Ce qui nous met en colère
Nous ne contestons pas l’opportunité de l’arrêté préfectoral qui a déclenché cette guerre chimique, MAIS :
- Nous n’acceptons pas que des traitements aient été effectués en plein jour, au mépris des abeilles et autres pollinisateurs.
- Nous condamnons la communication de l’EID qui a dit à tous les résidents qu’ils pouvaient manger leurs légumes le jour même après les avoir lavés alors que le DAR (délai avant récolte) de la deltaméthrine varie de 3 à 90 jours selon les légumes (données disponibles sur le site du Gouvernement (http://e-phy.agriculture.gouv.fr/).
- Nous nous interrogeons sur la toxicité de l’esbiothrine dont l’emploi en agriculture est non autorisé
en France.
- Nous déplorons que les deux petits magasins de légumes situés à quelques dizaines de mètres des zones traitées de jour n’aient absolument pas été prévenus de cette intervention, au moins pour protéger leurs étalages pendant la nébulisation.

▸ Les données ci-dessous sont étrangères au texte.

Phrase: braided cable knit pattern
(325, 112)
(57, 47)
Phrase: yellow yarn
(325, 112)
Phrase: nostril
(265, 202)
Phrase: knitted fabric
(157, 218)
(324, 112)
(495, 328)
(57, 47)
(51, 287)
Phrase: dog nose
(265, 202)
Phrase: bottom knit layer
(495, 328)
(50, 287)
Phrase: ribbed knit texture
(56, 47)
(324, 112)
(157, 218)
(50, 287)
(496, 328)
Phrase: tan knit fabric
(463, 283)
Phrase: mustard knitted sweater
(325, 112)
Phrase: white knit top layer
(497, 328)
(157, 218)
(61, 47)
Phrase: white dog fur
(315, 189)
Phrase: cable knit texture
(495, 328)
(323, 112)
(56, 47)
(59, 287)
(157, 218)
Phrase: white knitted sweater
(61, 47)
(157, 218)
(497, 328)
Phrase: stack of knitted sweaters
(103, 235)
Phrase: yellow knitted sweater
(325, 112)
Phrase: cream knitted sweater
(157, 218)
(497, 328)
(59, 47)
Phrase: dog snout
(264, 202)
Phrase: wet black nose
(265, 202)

Les méthodes de lutte doivent changer
Pendant des années, la présence de l’Aedes albopictus a été minimisée (tourisme oblige), puis des prospectus ont été distribués avec des messages culpabilisants du genre « videz les coupes sous les pots de fleurs ». Cela vaut bien entendu en climat tropical où il pleut tous les jours, mais en Méditerranée les orages sont rares et le contenu d’une soucoupe s’évapore en deux jours, voire moins. Or il faut une semaine aux larves pour se développer… Désormais on accuse les bambous, pourtant ceux-ci ne sont pas des réservoirs d’eau stagnante.

Pendant ce temps le PRINCIPAL VECTEUR de la propagation rapide du moustique-tigre est ignoré. Il s’agit des GBA, ces bornes rouges et blanches utilisées sur les chantiers routiers et qui ont toutes perdu leur bouchon. La photo ci-contre a été prise dans la rue même où réside le malade de la dengue, trois GBA pleines d’eau ont été laissées sur place, elles n’attendent que la dissipation des insecticides pour redevenir des couveuses à moustiques-tigres.

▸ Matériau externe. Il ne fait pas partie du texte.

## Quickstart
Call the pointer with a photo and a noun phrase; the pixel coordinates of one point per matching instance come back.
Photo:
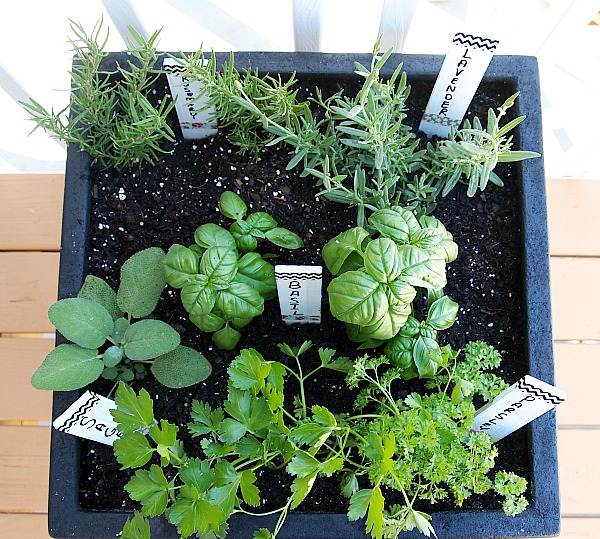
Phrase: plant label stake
(195, 122)
(89, 417)
(299, 291)
(516, 406)
(462, 71)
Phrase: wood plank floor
(30, 209)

- Les poubelles remplies par les pluies de la semaine dernière n’ont pas été vidées et sont envahies de mouches à m… qui apparemment se contrefichent des effets du produit de traitement.
- Les conteneurs jaunes destinés aux emballages ne sont pas percés, l’eau y croupit, les transformant en d’excellents incubateurs.

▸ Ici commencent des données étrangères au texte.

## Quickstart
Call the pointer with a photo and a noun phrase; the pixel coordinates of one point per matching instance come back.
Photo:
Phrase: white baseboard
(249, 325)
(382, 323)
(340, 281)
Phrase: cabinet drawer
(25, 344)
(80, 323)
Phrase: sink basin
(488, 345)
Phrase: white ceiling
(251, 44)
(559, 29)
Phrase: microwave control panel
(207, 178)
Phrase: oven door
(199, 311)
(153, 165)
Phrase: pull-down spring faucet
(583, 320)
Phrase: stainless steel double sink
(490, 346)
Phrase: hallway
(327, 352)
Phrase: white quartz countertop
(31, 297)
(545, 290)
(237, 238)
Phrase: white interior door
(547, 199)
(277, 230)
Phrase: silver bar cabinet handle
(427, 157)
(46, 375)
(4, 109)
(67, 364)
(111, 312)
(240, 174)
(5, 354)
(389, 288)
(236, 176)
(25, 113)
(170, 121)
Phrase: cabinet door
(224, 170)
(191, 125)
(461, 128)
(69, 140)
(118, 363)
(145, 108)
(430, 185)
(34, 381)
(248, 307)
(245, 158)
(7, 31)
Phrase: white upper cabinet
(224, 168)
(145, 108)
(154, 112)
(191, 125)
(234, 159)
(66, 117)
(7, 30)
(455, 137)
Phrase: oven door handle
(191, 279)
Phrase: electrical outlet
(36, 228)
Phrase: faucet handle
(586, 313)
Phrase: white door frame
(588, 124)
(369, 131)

- La Direction du Territoire Ouest Littoral, située dans le quartier, n’a toujours pas vidé sa fontaine désaffectée.

Plus jamais ça !
L’Aedes albopictus s’est installé dans les Bouches-du-Rhône depuis trois ans, des lecteurs de la Gazette des Jardins ont noté sa présence en Avignon et dans l’Ardèche cette année, ainsi qu’à près de 1000 m d’altitude dans le massif du Mercantour. La Dengue, le Chikungunya, voire la Fièvre du Nil vont forcément déclencher d’autres alertes au moustique-tigre dans les villes.
La question est simple, va-t-on transformer les refuges de biodiversité que sont nos cités en athanées sans insectes et sans oiseaux où le végétal ne sera plus qu’en plastique coloré ?"

En conclusion : que la ville de Nice autoproclamée ville sans pesticides commence par montrer l'exemple.